8 昼休みの逃避行
(……ん。)
昼休みに朔は目を覚ます。
(どこだ、ここ……?)
朔はぼんやりした頭で周囲を見渡す。
すると、そこは人気の無い埃っぽい空き教室だと分かる。電気もつけておらず、窓からは心地よい風が入っている。
(あぁ、そうだ。別館の空き教室に逃げてきたんだ)
昼休み始めの教室には、学校に来るのが珍しい維月を一目見ようと多くの生徒が押しかけていた。
それなのに維月は多くの生徒を気にも留めず、朔に理解不能なメッセージを送ってくる。
なので寝ようと思っても寝れなかったのだ。
そんな寝るのに適していない教室から逃げ出して朔は別館に来ていた。
別館は特別教室が多く、休み時間に訪れる生徒は殆どいない。なので、朔の昼寝にうってつけの場所だった。
(うん……、もう少し寝るか)
朔の睡眠不足はちょっとやそっとの睡眠ではなくならない。
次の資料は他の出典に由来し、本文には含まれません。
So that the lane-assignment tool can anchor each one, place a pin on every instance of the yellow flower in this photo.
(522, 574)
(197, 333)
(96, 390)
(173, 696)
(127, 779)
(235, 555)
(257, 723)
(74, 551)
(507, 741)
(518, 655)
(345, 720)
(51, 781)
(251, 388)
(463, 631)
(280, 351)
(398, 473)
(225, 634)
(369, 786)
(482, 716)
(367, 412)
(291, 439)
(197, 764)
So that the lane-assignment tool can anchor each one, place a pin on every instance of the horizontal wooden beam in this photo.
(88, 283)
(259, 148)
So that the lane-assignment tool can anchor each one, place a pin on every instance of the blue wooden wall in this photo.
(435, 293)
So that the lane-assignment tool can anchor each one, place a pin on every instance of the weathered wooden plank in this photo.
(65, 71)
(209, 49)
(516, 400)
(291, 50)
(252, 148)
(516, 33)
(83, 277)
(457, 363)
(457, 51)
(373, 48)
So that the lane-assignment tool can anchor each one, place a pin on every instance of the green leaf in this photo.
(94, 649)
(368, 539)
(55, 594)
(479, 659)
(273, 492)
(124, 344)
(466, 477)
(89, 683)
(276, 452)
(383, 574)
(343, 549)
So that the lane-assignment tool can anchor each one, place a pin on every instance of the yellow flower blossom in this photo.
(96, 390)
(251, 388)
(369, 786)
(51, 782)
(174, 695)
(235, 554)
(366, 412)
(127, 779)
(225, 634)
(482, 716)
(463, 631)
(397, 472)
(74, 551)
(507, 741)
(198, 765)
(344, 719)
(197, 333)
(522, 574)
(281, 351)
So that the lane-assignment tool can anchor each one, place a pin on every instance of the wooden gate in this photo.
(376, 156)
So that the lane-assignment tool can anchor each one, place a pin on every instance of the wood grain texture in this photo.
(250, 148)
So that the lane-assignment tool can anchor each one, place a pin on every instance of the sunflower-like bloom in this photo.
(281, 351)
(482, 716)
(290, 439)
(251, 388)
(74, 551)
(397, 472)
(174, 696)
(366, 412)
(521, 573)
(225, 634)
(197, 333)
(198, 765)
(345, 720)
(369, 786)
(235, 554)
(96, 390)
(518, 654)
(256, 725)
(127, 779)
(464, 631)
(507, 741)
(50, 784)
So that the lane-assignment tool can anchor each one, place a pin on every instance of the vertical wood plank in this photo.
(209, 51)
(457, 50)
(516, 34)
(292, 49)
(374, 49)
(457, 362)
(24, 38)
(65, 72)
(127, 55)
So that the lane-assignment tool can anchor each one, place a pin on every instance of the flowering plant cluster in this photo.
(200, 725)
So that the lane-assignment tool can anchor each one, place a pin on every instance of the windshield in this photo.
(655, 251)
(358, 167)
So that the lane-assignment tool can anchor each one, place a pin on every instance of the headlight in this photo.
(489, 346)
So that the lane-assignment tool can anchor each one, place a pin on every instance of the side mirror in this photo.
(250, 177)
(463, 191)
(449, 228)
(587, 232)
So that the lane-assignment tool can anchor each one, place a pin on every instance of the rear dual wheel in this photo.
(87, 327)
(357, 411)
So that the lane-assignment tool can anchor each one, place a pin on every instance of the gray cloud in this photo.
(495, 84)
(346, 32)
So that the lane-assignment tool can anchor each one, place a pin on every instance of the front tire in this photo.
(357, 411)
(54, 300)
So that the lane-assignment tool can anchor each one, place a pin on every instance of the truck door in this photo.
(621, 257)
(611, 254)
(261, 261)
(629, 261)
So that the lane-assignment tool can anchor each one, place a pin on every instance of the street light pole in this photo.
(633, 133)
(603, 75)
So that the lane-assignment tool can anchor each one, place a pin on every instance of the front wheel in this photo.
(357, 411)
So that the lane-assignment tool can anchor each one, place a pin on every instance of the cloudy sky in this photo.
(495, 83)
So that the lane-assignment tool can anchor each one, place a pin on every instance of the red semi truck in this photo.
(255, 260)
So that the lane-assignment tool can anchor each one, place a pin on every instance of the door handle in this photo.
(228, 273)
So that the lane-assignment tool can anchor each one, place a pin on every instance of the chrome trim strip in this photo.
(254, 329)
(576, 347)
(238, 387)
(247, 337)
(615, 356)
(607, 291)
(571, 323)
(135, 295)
朔は長い昼休みを活用してゆっくりと寝ることにした。
***
朔は誰かが近くにいる気配を察し、目を覚ます。怠慢な動きで瞬きをして、近くにいる人を見る。
(誰だ……?)
「起こしたか。すまないな」
そこには、無表情だが美形の男子生徒、維月がいた。
寝起きの朔に維月の美しい顔はあまりにも破壊力が高い。思わず顔を顰めてしまう。
朔は、まだはっきりとしない頭を最大限働かせて状況を整理しようとする。
「何であんたがここに?」
「お前が教室からいなくなったからな」
ごく普通のことのように言う維月になぜここが分かったのか朔は疑問に思う。
すると、維月は朔の心を見透かしたように言葉を続ける。
「窓から渡り廊下を渡るお前が見えた。別館の中でも人のこない場所を行きまくれば必ずお前に会えるだろう?ほら、こうして会えてるしな」
満足げな笑みを浮かべて維月は言う。
しかし、朔はその言葉に若干引いてしまい顔を引き攣らせてしまう。
(うわ………)
「ストーカーかよ……」
「ふっ、そう受け取って貰って構わないぞ」
笑って言う維月に、朔はだいぶ怖くなる。
もしや朔は執着されてはいけない相手に執着されているのでは無いだろうか。今更だがようやく気が付いた。
(ストーカーって警察に相談でいいんだよな)
警戒しながら朔は言う。
「用が無いなら出てってくれ。私は寝たいんだ」
睨みつける朔を全く気にせず維月は朔に近づく。
その表情は普段とは違った、朔を心配するような真面目な表情だった。
「用ならあるぞ。お前、飯食って無いだろ」
予想外の返答に朔は目を丸くする。
「だから何だ」
朔は訝しむような目を維月に向ける。
維月はさらに近づいて来て隣の床に座る。そして、持っていたものを朔に渡す。
「これ」
朔は渡されたものを見る。
(……サンドイッチだ)
朔の手の中には売店で買ったと思われる卵のサンドイッチと果汁100%のオレンジジュースがあった。
「何でこんなもの……。いらないんだが」
朔は眉根をよせて維月に言う。
だが維月は淡々とした口調で言う。
「はぁ。お前、朝から何も食って無いだろ。」
(まぁ、その通りだけど…)
朔はあまり食事に興味が無い。
基本、食欲よりも先に睡眠欲が勝つのだ。食べている暇があるのならば寝ると言う考えが朔にはある。
そして今日も例外では無かった。
「な、だからこんなにも細いんだよ」
そう言って朔の腕を優しく掴む。
朔のパーカーから覗く手首は華奢で、維月が力を込めれば折ることも容易だろう。
「ほら、俺の前で食べろ」
命令口調だが、声は優しい。
そこから本当に心配していることがうかがえる。なので仕方がなく言われた通りにする。
「……分かった。食べれば良いんだろ」
サンドイッチの包みを取って朔は一口かじる。
濃厚な卵とふわふわなパンの味が口に広がる。
サンドイッチはあまり食べない朔だが、これは好みだった。
(美味しい……)
黙々と食べる朔を維月は片膝を立てて頬杖をつきながら眺める。
空き教室にクラスで浮いている不良が2人一緒に隅の壁の側に座っている。
それはとても奇妙で不思議な光景だと誰もが思うだろう。しかし、朔にはとても心地良くて落ち着けた。
最後の一口を食べた朔は、維月に感想を伝える。
「美味かった。…ありがとな」
少し照れくさそうに礼を言う朔を穏やかな目で維月は見つめる。
「あぁ」
静かで穏やかな沈黙。
何も話さず、何もしない。朔にとってはそんな今の時間がとても心地良い。
いつの間にか朔は眠りについていた。